AIMET Compression Features Guidebook

This page outlines a typical workflow for compressing a neural network using AIMET. A more in-depth discussion is provided in the User Guide.

AIMET supports network compression using the following techniques:

Weight SVD
Spatial SVD
Channel Pruning (CP)

These are techniques for Multiply-and-Accumulate (MAC) reduction of convolution layers in a neural network. You specify a MAC reduction ratio (MACs in the compressed model divided by MACs in the uncompressed model). AIMET’s compression algorithms automatically compress each convolution layer in the network to (approximately) achieve the overall desired MAC reduction.

The on-target inference latency performance of a model depends on several factors: MACs, memory, memory bandwidth, quantization, etc. Therefore, the improvement in runtime latency gained from MAC-reduction compression can vary. Performance results for some typical models are provided on the AIMET product website.

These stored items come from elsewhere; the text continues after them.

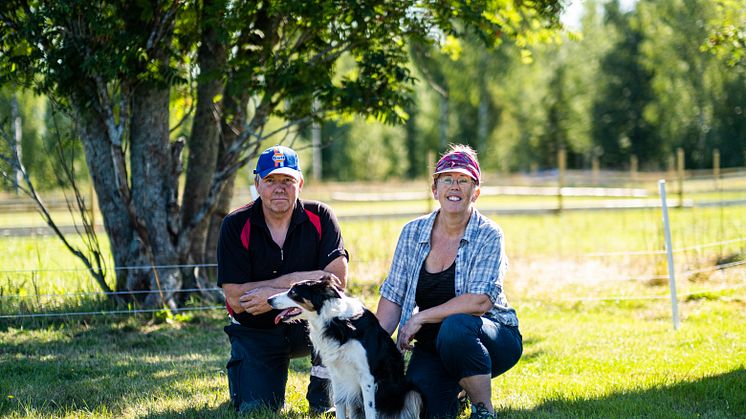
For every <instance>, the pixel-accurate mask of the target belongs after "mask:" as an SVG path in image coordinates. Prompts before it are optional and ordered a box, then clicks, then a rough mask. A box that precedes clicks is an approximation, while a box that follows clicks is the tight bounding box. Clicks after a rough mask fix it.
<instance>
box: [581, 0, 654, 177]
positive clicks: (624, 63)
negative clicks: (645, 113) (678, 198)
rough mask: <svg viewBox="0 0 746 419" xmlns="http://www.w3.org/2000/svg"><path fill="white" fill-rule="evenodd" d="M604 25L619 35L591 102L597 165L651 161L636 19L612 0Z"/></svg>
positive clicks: (605, 61) (647, 85) (647, 126)
mask: <svg viewBox="0 0 746 419" xmlns="http://www.w3.org/2000/svg"><path fill="white" fill-rule="evenodd" d="M606 21H607V22H608V24H610V25H612V27H613V28H614V29H615V30H616V31H617V32H618V34H619V35H618V40H617V42H616V44H615V45H614V46H613V47H612V48H611V49H610V50H609V51H608V52H607V54H606V56H605V57H604V58H603V59H602V62H601V71H602V72H603V74H604V76H605V78H604V80H603V81H604V83H603V84H602V85H601V86H600V88H599V91H600V92H599V95H598V96H597V98H596V101H595V104H594V109H593V113H594V116H593V136H594V139H595V143H596V144H598V145H600V146H601V152H602V155H601V160H602V162H603V163H604V164H606V165H609V166H611V167H621V166H624V165H625V163H626V162H628V161H629V157H630V155H633V154H634V155H637V156H647V157H649V158H651V159H655V158H656V157H658V156H660V154H661V151H660V142H658V141H656V139H655V138H654V136H653V134H654V131H653V130H652V128H651V126H650V124H649V122H648V121H647V119H646V116H645V111H646V107H647V106H648V105H649V104H650V103H651V102H652V100H653V97H652V86H651V81H652V78H653V74H652V72H651V70H649V69H648V68H646V67H645V66H643V64H642V63H641V62H640V59H639V56H640V54H641V50H640V49H641V46H642V43H643V41H644V35H643V32H642V30H641V29H640V23H639V19H637V16H636V15H635V14H634V12H623V11H622V10H620V8H619V2H618V1H617V0H614V1H612V2H610V3H609V4H607V6H606Z"/></svg>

For best performance, we recommend spatial SVD followed by channel pruning.

At a high level, you use the following steps to compress a network using a combination of spatial SVD and CP:

Choose a target compression ratio (C), which is the ratio of MACs in the final compressed model to the MACs in the uncompressed model. For example, a target compression ratio of 0.5 indicates that there are half as many MACs in the final model as in the original model.
Perform compression using spatial SVD as follows:
1. Since the target compression ratio C is for the final spatial SVD-with-CP (SVD+CP) compressed model, the compression that should be targeted or can be achieved via spatial SVD is unknown at the start. As a result, you must try a few target compression ratios (C_ssvd). Choose a few C_ssvd values greater than or equal to your target C and perform spatial SVD. For example, if C = 0.5, try C_ssvd = {0.5, f0.65, 0.75}. This yields three spatial SVD compressed models.
2. For each of the spatial SVD compressed models obtained in the previous step, perform fine-tuning to improve model accuracy.
Pick a model (or a few models) that provide high accuracy from step 2b. For example, if the tolerable accuracy drop SVD+CP_compression relative to the original uncompressed model is X% (X = accuracy of the uncompressed model (%) divided by accuracy of the compressed model (%)) , then a model that has accuracy near (say within 5%) of the original uncompressed model accuracy should be selected to avoid a very large drop in accuracy after the CP step.

If step 2b results in a very large accuracy drop or a drop not within tolerable accuracy, then step 2 should be revisited with adjusted compression ratios.
Perform compression using the CP technique as follows:
1. Perform compression with a few target compression ratios (C_cp). You can set the compression ratio(s) based on the C_ssvd of the model obtained from spatial SVD step 3 such that C_ssvd * C_cp is approximately equal to C.
2. Perform fine-tuning to improve model accuracy.
In the final step, select a model with a MAC ratio relative to the original uncompressed model close to C that meets your accuracy requirements. For example, for ResNet-50 results provided on The AIMET product website, C_ssvd = 0.75 and C_cp = 0.66 were used to achieve an overall compression of C = 0.5.